The Abu Sayyaf, a small band of militants infamous for kidnapping for ransom, are the prime suspects in Wednesday’s abductions of the Chinese tourist and a Filipino resort worker, Marcy Dayawan, 40.
Mohammad said Malaysian authorities believe the two hostages are safe.
“We hope they will be returned safely to their families as soon as possible,” he added.
Mohammad declined to comment on whether the kidnappers had begun ransom negotiations with the Chinese family.
Philippine authorities also believe that the kidnappers are affiliated with Abu Sayyaf “sub-commander” Murphy Ambang Ladjia, who was involved in a spectacular kidnapping of 21 people from another Sabah resort in 2000.
Military officials said an extensive search operations for the two victims and their captors led by the Western Mindanao Command (Westmincom) continue in Basilan and Tawi-Tawi provinces.
Lt. Gen. Rustic Guerrero, Westmincom commander, said the operations started on April 3, a day after the kidnapping. He said suspected boats are being intercepted by a naval team.
Guerrero refused to specify which areas are being searched so as not to jeopardize ongoing military operations. But he said authorities focused their search in Tawi-Tawi and Sulu province.
The Westmincom chief explained that their information about the whereabouts of the kidnap victims were based on the tips of military informants and residents. But these are yet to be validated.
“So we cannot categorically say they are here or they are there,” Guerrero said.
The abduction of the Chinese tourist and the Filipino was similar to the April 23, 2000 Sipadan kidnapping wherein 21 tourists were abducted by Abu Sayyaf members and brought to their hideout in Jolo, Sulu.
The Abu Sayyaf is notorious for beheading their victims.
In 2001, it also abducted 20 people at the Dos Palmas Resort on Honda Bay, Palawan, that resulted in the deaths of at least five hostages, including two Americans, Guillermo Sobero and Martin Burnham.
Twenty of those hostages — many of whom were Europeans and other foreign tourists — were released within five months, reportedly after hefty ransoms were paid.

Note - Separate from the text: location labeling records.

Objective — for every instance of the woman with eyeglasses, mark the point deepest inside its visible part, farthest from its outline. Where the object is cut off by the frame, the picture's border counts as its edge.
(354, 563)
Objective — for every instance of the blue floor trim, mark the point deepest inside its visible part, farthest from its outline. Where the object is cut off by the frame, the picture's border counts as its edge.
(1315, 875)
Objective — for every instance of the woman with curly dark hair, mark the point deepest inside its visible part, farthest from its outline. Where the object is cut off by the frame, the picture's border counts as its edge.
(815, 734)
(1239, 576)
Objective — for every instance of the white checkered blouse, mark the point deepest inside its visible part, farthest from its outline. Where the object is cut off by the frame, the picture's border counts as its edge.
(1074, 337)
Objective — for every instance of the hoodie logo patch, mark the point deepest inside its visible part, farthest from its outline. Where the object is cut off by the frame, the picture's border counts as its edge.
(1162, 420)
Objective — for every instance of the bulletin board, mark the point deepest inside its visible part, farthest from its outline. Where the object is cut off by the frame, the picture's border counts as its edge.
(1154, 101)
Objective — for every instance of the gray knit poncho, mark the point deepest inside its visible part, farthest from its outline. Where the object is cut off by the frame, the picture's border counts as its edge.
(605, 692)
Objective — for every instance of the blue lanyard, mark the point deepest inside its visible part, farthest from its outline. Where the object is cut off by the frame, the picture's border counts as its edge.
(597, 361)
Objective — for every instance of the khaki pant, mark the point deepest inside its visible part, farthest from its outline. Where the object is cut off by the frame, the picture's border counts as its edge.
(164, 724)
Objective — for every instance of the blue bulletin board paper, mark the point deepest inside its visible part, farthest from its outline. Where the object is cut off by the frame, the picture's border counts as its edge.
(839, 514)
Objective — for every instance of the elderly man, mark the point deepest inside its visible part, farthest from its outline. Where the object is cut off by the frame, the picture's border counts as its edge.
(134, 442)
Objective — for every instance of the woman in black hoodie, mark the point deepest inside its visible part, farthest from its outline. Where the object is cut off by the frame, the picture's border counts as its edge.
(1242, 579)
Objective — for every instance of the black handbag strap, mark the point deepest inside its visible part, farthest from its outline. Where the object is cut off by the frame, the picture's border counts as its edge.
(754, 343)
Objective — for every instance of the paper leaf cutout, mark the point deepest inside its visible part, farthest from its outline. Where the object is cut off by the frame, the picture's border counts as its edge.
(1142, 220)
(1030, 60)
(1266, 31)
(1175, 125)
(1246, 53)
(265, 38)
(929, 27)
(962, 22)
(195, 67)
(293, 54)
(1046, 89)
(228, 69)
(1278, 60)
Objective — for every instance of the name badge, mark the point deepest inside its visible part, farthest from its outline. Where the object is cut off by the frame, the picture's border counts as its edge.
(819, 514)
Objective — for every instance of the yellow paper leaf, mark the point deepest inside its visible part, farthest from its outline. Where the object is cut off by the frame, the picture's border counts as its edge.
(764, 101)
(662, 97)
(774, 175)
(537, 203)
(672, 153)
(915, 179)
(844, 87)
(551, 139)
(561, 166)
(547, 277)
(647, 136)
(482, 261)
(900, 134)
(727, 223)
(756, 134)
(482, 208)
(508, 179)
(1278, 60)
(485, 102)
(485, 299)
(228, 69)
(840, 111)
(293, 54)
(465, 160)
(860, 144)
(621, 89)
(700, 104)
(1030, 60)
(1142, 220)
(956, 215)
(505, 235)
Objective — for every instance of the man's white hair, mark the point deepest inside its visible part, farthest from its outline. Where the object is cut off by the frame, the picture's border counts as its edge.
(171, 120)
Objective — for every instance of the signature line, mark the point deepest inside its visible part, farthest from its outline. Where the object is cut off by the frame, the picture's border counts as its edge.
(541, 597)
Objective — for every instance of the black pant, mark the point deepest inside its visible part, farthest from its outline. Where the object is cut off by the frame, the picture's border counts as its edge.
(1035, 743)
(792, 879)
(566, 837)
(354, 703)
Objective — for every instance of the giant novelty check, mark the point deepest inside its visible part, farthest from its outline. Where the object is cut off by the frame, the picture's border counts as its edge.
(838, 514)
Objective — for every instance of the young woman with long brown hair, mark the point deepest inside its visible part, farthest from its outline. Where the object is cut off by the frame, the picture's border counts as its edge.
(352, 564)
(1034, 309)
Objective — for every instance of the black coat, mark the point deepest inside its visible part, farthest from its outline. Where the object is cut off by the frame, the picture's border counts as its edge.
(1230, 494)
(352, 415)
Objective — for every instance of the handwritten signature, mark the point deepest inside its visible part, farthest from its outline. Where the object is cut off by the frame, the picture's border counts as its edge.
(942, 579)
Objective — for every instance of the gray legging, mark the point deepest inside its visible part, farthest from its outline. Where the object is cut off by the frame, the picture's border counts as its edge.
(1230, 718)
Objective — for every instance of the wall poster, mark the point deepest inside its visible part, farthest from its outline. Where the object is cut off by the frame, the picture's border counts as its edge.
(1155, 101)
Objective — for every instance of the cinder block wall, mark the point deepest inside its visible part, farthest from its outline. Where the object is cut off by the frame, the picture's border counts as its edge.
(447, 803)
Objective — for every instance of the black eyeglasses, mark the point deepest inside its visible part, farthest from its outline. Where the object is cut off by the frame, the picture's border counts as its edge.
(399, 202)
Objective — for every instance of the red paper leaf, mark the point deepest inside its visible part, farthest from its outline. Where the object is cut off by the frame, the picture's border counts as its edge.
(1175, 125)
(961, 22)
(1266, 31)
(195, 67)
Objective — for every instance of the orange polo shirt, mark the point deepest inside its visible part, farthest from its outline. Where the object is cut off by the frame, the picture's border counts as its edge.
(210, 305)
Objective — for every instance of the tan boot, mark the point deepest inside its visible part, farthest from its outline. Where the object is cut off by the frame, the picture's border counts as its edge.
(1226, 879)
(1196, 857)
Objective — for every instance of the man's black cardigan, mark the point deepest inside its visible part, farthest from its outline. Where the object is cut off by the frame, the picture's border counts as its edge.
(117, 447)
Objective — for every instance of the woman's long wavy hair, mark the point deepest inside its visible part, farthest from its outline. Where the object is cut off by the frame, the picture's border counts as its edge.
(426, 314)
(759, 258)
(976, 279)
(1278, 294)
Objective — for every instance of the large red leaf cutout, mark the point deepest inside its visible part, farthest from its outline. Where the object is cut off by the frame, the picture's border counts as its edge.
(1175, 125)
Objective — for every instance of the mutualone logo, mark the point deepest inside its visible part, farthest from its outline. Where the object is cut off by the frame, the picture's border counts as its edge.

A final Filipino captive was held until 2003.
The Abu Sayyaf has only a few hundred gunmen but has been blamed for the worst terror attacks in Philippine history, including bombings and kidnappings that have often targeted foreigners or Christians.
The group is believed to still be holding other foreign hostages, including two European bird-watchers abducted in Tawi-Tawi in February 2012.